Good nutrition counts just as much as exercise for bone health. "The two work synergistically," says Dee Sandquist, R.D., a spokeswoman for the American Dietetic Association (ADA).
Start with a well-rounded whole-foods diet, which should provide the vitamins, minerals, and protein needed for strong bones. Mind your alcohol, salt, and caffeinated soda intake (excessive amounts may be detrimental to skeletal health). And keep these key nutrients in mind.
Calcium helps your body build and maintain healthy bones. The Institute of Medicine (IOM) suggests that women ages 19 to 50 get 1,000 milligrams daily; women older than 51 need 1,200. Foods naturally high in calcium tend to come from dairy -- milk, yogurt, cheese (go for the low-fat versions) -- although canned versions of sardines and salmon (with bones; they're edible) make excellent sources, too.

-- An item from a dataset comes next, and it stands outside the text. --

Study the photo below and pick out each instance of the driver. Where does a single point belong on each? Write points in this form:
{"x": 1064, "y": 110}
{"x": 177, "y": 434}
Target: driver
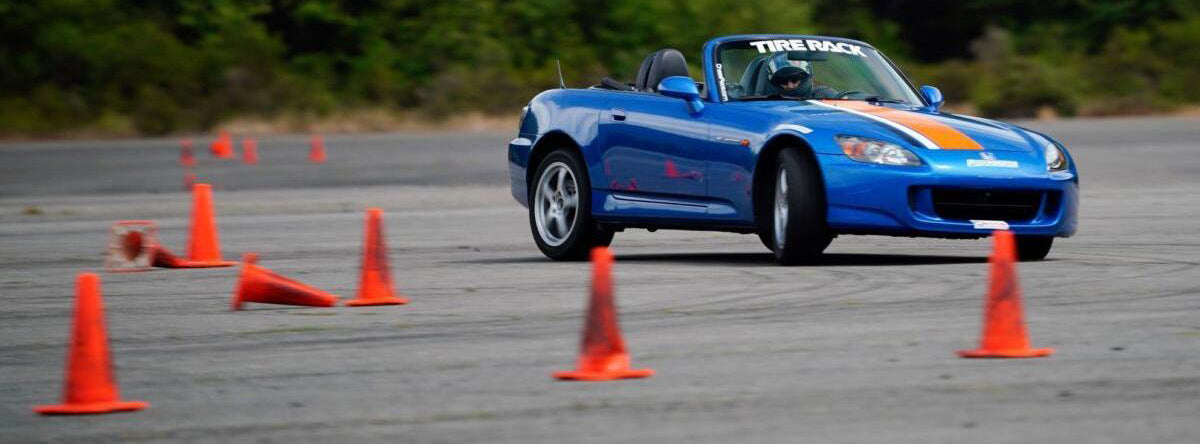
{"x": 793, "y": 78}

Next best? Try almonds, broccoli, and leafy greens (Chinese cabbage, kale, collard greens, and turnip greens) -- or turn to calcium-fortified foods, including orange juice, tofu, soy milk, and cereals. If you supplement, keep in mind that your body can't efficiently absorb more than 500 milligrams at a time.
Vitamin D plays a crucial role in the development of strong bones and helps the body absorb and use calcium. The IOM recommends 200 IU daily until you reach 50 and then bumps up the amount to 400 IU; after you reach 71, it goes up even more to 600 IU. However, experts are re-evaluating that amount in light of recent research showing just how much we need this vitamin -- and how many of us aren't getting enough. Some would like to see the level raised as high as 1,000 IU daily, but don't expect a final IOM decision until next year.
For most people, the best source for D remains the sun, says Lona Sandon, R.D., a spokesperson for the ADA. Aim for 10 to 15 minutes of exposure without sunscreen during peak hours. Not many foods naturally contain D, though some fish, such as salmon and tuna, serve as good sources. You'll also find certain D-fortified products, including orange juice, milk, and cereal. If you supplement, look for D3 (cholecalciferol); your body may better metabolize this form.
Vitamin K is relatively new on the bone health scene, notes Sandquist. It appears to be a significant boost for bone metabolism and health, although its role is not clear. The IOM recommends a daily intake of 90 mcg, an amount easily obtainable through food. Indulge in a one-cup serving of leafy greens such as kale, collards, dandelion, or spinach and you'll get more than a day's worth of K. Lots of other fruits and veggies contain K, too, so load up.
Potassium helps the body maintain a normal pH level. Why should you care? When acid levels rise too high, the body pulls calcium from your bones to work its way back to normal. The IOM advises getting 4,700 milligrams a day. That might sound like a lot, but so many good-for-you foods contain potassium -- fruits, vegetables, legumes, nuts, seeds -- that it should be a breeze if you eat a whole-foods diet. Studies show that fruits and vegetables in particular may play an important role in neutralizing acid, so get the recommended five to eight servings.
Magnesium influences bone matrix and bone mineral metabolism, and studies suggest it may increase bone mineral density. Aim for 320 milligrams a day through a whole-foods diet. Particularly good sources include halibut, spinach, pumpkin seeds, and artichokes. Many legumes -- black beans, chickpeas, lentils, and soybeans, to name a few -- offer excellent amounts, too, as do a number of nuts, such as almonds, cashews, and Brazil nuts.